Dimanche 8 mai : Auch

A : Bonjour et oui encore à Auch aujourd’hui, la marche se termine définitivement en tout cas j’ai apprécié ce bon air de Compostelle et ces fabuleux paysages. Aussi j’ai retenu la richesse d’une rencontre vaut mieux que rencontrer la richesse. Bonne continuation à tous j’ai pas le moral et je suis déboussolé et vous comment allez-vous ?

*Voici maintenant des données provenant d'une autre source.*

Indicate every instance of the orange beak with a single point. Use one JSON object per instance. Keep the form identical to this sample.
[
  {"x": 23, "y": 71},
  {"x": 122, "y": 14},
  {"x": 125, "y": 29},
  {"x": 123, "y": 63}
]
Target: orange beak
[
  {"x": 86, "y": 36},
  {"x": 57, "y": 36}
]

Sylvie : bonsoir à tous ! Notre marche s’arrête. Cette fois c’est pour de bon : trois semaines avant notre objectif final, Montpellier, nous stoppons à Auch. Je ne sais pas si je dois être triste ou déçu, je ne sais pas ce que je dois penser de tout ça et je n’ai pas le recul pour dresser un bilan. Mais, j’ai une tendance naturelle à voir le verre à moitié plein et aussi à voir le meilleur côté des gens. Alors je vais croire que ces 1150 km ne sont pas rien pour A. Que ces 63 jours d’aventure ont ouvert un chemin qui ne se refermera pas dans son esprit. Que ces dizaines de personnes qui lui ont donné du temps, tous ces échanges motivants, ces discussions enrichissantes, c’est fou rires partagés, l’auront enrichi pour toujours. Que ces paysages traversés dans le froid, la neige, le vent ou sous le soleil l’auront marqué comme autant de terrains d’aventure possible. Que les histoires personnelles des autres pèlerins mais aussi de nos hôtes, l'inspireront et lui prouveront qu’il est possible de changer de cap et de décider de sa vie à tout moment. Qu’il aura pris conscience que chaque jour est le premier et que chaque jour on fait des choix, petits ou grands, qui peuvent changer nos vies ; que la véritable estime de soi ne se trouve pas dans le regard des autres mais en soi. Je veux croire que ces milliers de pas sur le chemin ont semé des graines qui vont avoir leurs effets dans son esprit et porteront des fruits, maintenant ou plus tard. Je souhaite le meilleur à A. et à ses proches. Je remercie Seuil pour cette expérience incroyable et cette chance donnée aux jeunes. Et je remercie aussi tous ceux qui ont jalonné notre chemin, ils l’ont rendu tellement meilleur. Cette marche m’a apporté énormément à titre personnel et je ne doute pas que ce soit pareil pour A.